Comparing the clinical utility and diagnostic performance of cerebrospinal fluid P-tau181, P-tau217 and P-tau231 assays

Leuzy, Antoine, Lund University, https://orcid.org/0000-0003-4542-7879

Janelidze, Shorena, Lund University

Mattsson-Carlgren, Niklas, Lund University

Palmqvist, Sebastian, Lund University

Jacobs, Dirk, ADx NeuroSciences

Cicognola, Claudia, Lund University

Stomrud, Erik, Lund University

Hansson, Oskar, Lund University

Vanmechelen, Eugeen, ADx NeuroSciences

Dage, Jeffrey, Eli Lilly and Company

antoine.leuzy@med.lu.se

Published Jun 15, 2021 on Dryad. https://doi.org/10.5061/dryad.4f4qrfjc7

Cite this dataset

Leuzy, Antoine et al. (2021). Comparing the clinical utility and diagnostic performance of cerebrospinal fluid P-tau181, P-tau217 and P-tau231 assays [Dataset]. Dryad. https://doi.org/10.5061/dryad.4f4qrfjc7

Abstract

Background and Objectives: Phosphorylated tau (P-tau) in cerebrospinal fluid (CSF) is considered an important biomarker in Alzheimer’s disease (AD) and has been incorporated in recent diagnostic criteria. Several variants exist, including P-tau at threonines 181 (P-tau181), 217 (P-tau217) and 231 (P-tau231). However, no studies have compared their diagnostic performance or association to amyloid-β (Aβ) and Tau positron emission tomography (PET). Understanding which P-tau variant to use remains an important yet answered question. We aimed to compare the diagnostic accuracy of P-tau181, P-tau217 and P-tau231 in CSF for AD and their association with Aβ and Tau-PET.

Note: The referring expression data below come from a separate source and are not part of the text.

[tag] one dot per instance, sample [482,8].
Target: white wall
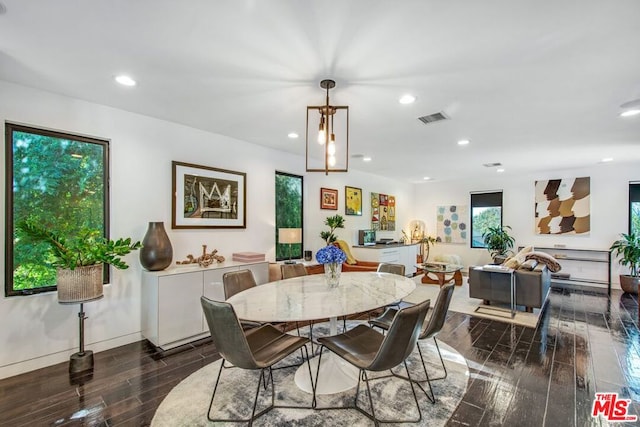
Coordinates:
[36,331]
[609,208]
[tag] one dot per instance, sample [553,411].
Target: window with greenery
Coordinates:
[58,180]
[486,211]
[634,207]
[288,212]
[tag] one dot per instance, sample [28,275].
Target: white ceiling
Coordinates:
[535,85]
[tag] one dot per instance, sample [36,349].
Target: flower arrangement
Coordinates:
[330,254]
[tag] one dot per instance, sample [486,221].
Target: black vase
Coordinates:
[156,253]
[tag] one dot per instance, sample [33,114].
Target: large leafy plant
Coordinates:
[498,241]
[88,247]
[628,249]
[333,222]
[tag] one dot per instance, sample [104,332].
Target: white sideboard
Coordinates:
[171,311]
[394,254]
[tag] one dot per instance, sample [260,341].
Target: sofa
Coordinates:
[532,286]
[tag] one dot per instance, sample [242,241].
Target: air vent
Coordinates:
[431,118]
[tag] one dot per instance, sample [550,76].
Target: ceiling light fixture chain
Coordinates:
[327,133]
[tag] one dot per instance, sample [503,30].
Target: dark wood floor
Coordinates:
[584,343]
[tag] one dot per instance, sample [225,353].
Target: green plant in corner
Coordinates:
[88,247]
[498,241]
[333,222]
[627,249]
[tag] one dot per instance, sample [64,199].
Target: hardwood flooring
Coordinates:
[585,342]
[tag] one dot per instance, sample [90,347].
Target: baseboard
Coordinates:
[44,361]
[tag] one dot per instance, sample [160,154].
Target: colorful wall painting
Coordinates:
[451,223]
[383,212]
[563,206]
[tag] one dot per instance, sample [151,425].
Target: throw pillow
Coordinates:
[529,264]
[546,259]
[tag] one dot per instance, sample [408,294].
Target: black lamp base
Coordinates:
[80,362]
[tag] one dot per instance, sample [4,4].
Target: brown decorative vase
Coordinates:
[629,284]
[80,284]
[156,252]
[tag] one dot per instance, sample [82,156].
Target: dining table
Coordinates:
[309,298]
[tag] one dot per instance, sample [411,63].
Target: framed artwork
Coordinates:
[207,197]
[352,201]
[329,199]
[562,206]
[451,223]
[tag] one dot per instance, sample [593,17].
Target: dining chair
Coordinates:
[234,282]
[370,350]
[259,349]
[431,329]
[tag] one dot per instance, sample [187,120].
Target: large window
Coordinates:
[58,180]
[288,212]
[486,211]
[634,207]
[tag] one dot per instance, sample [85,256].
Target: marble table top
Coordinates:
[310,298]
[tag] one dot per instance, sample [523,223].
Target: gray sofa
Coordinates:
[532,286]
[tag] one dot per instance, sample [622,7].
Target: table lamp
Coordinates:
[289,236]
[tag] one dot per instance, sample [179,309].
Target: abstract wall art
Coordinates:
[562,206]
[451,223]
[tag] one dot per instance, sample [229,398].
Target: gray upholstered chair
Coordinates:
[293,270]
[384,267]
[259,350]
[431,329]
[234,282]
[369,350]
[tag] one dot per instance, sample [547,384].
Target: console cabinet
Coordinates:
[171,311]
[394,254]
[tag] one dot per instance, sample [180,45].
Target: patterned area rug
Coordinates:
[187,403]
[461,303]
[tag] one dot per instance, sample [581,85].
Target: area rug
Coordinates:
[187,403]
[461,303]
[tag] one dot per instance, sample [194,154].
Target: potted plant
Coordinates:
[79,259]
[333,222]
[498,242]
[628,250]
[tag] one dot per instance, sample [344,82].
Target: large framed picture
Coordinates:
[352,201]
[329,199]
[206,197]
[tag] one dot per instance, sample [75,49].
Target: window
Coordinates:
[634,207]
[288,212]
[486,211]
[56,179]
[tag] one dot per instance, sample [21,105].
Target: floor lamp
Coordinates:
[289,236]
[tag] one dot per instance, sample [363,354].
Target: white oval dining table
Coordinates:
[307,298]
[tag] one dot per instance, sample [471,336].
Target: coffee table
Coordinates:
[307,298]
[441,270]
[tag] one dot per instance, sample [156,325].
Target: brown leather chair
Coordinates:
[369,350]
[431,330]
[260,349]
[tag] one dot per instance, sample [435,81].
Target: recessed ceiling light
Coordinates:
[407,99]
[125,80]
[629,113]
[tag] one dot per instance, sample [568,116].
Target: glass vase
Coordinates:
[332,272]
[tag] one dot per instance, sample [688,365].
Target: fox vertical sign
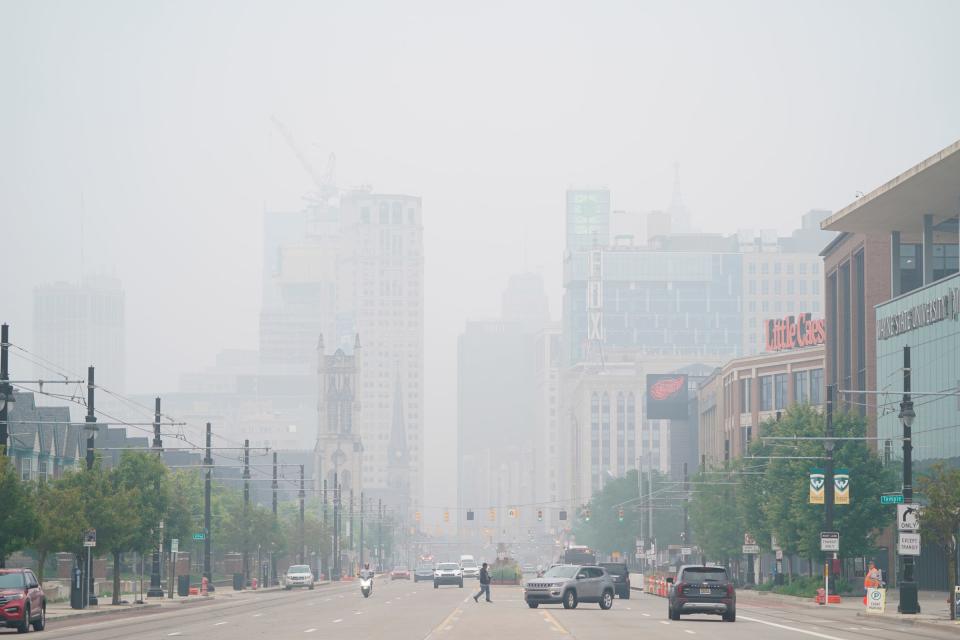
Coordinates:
[841,487]
[816,486]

Methods: 629 subjects from the Swedish BioFINDER-2 study were included (cognitively unimpaired, n=334; Aβ-positive mild cognitive impairment, n=84; AD dementia, n=119; and non-AD disorders, n=92). In addition to P-tau181 and P-tau217 measured using assays with the same detector antibodies from Eli Lilly (P-tau181_Lilly, P-tau217_Lilly) and P-tau231, we also included P-tau181 measurements from two commonly used assays (Innotest and Elecsys).

Results: Though all P-tau variants increased across the AD continuum, P-tau217_Lilly showed the greatest dynamic range (13-fold-increase vs 1.9-5.4-fold-increase for other P-tau variants for AD dementia vs non-AD). P-tau217_Lilly showed stronger correlations with Aβ- and Tau-PET (P<0.0001). P-tau217_Lilly exhibited higher accuracy than other P-tau variants for separating AD dementia from non-AD (AUC, 0.991vs 0.906-0.982, P<0.0001) and for identifying Aβ- (AUC, 0.951 vs 0.816-0.924, P<0.0001) and Tau-PET positivity (AUC, 0.957 vs 0.836-0.938, P<0.0001). Finally, P-tau181_Lillygenerally performed better than the other P-tau₁₈₁ assays, (e.g., AD dementia vs non-AD, AUC, 0.976 vs 0.923, P<0.0001).

Discussion: CSF P-tau217_Lilly seem to be more useful than other included P-tau assays in the work-up of AD. Varied results across P-tau181 assays also highlights the importance of anti-tau antibodies for biomarker performance.

Classification of evidence: This study provides class II evidence that phosphorylated tau at threonine 217 provides higher diagnostic accuracy for diagnosis of AD dementia than P-tau at threonine 181 or 231.